Speaking about the project, Professor Caulfield said: 

“This four year project will examine the technical and systemic barriers to sustainable mobility by capturing emerging trends such as electric micro mobility, shifting travel patterns, and clean energy transitions. Through causal inference techniques, CIRCUIT will disentangle complex behavioural, spatial, and temporal interactions between energy use and mobility. This will support targeted interventions that promote energy efficient, resilient, and inclusive urban environments.” 

DISCLOSE: Distributed Sensing and Collaborative Optimisation for Smart Energy efficient Buildings 

Led by Trinity College Dublin, Project DISCLOSE aims to create an automated, intelligent energy management framework that allows everyday household devices to independently monitor and optimise their electricity usage.
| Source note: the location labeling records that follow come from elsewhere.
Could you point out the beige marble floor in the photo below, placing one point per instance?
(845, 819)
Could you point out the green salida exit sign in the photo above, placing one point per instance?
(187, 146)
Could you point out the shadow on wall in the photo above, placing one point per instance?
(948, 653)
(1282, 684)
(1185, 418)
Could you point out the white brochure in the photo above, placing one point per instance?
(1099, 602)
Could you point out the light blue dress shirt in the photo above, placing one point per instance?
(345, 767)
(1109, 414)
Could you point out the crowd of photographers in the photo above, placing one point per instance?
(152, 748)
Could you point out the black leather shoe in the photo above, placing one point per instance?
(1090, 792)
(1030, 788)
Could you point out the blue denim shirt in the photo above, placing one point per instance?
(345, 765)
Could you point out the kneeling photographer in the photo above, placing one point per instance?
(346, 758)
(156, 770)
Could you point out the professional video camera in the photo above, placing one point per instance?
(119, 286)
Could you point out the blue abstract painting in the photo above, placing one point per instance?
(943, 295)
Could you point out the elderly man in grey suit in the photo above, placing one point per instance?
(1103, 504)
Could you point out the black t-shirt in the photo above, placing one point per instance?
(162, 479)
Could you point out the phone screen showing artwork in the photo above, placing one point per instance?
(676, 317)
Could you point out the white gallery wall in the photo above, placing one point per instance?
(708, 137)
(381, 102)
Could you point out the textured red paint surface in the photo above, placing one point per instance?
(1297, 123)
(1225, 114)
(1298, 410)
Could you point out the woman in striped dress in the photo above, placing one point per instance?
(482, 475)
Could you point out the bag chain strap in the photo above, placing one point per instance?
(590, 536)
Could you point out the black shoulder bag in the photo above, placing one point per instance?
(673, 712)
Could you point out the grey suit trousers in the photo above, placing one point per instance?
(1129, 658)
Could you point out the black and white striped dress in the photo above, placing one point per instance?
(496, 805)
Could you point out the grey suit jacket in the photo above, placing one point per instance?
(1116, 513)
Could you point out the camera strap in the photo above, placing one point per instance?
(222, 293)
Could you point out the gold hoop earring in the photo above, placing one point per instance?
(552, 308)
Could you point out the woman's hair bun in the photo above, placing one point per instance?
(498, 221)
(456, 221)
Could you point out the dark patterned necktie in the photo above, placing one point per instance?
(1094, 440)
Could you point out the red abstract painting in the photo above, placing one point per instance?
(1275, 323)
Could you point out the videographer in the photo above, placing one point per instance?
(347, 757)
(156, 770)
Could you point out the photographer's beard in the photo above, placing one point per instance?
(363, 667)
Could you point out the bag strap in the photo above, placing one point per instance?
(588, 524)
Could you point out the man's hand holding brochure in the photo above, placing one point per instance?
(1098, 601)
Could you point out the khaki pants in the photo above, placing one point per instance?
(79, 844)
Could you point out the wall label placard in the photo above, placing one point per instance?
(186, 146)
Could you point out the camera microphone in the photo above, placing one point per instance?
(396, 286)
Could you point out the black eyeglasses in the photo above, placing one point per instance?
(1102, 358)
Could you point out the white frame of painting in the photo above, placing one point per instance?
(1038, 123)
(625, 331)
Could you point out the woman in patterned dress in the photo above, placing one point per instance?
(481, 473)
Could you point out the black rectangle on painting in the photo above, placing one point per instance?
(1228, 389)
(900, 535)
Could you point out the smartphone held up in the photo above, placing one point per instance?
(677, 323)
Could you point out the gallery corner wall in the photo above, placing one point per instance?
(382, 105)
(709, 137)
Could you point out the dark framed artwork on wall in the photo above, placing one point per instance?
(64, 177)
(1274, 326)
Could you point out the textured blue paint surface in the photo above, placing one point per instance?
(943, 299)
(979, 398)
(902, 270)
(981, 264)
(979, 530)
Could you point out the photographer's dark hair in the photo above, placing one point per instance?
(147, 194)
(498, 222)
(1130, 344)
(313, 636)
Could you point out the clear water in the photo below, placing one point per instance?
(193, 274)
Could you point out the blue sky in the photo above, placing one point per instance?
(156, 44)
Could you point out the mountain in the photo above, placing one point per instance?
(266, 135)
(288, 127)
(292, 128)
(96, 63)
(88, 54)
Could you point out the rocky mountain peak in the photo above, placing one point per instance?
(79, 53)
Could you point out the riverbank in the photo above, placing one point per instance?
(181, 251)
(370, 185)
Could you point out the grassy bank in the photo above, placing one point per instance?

Currently, homeowners looking to benefit from smart metering and time-of-day billing must either manually schedule their appliance usage or invest in expensive, centralised systems that require extensive retrofits and raise significant data privacy concerns.

DISCLOSE directly addresses these challenges by developing a localised automation system where devices can securely coordinate their energy consumption without ever sharing personal data with external energy providers or grid operators. Ultimately, this privacy-preserving approach aims to help consumers seamlessly lower their energy bills, improve the resilience of the national electric grid, and encourage a wider transition to sustainable, energy-efficient homes.  

Speaking about the project, Dr. Shanker, Principal Investigator of DISCLOSE said:  

"In this project, we are moving away from traditional, centralised home energy management towards a distributed consensus model. By leveraging novel lightweight consensus algorithms and flexible smart contracts, connected devices will be able to securely aggregate consumption data and collaboratively determine optimal control schedules in real-time. At the same time, the system will retain the flexibility to adapt to human-driven interactions and overrides automatically. For smart home system design, this means we can deploy granular, automated demand-side management using the existing computational capabilities of modern devices over standard wireless interfaces. This effectively eliminates the need for expensive hardware retrofits or reliance on subscription-based cloud analytics, fundamentally democratising how buildings handle active load management."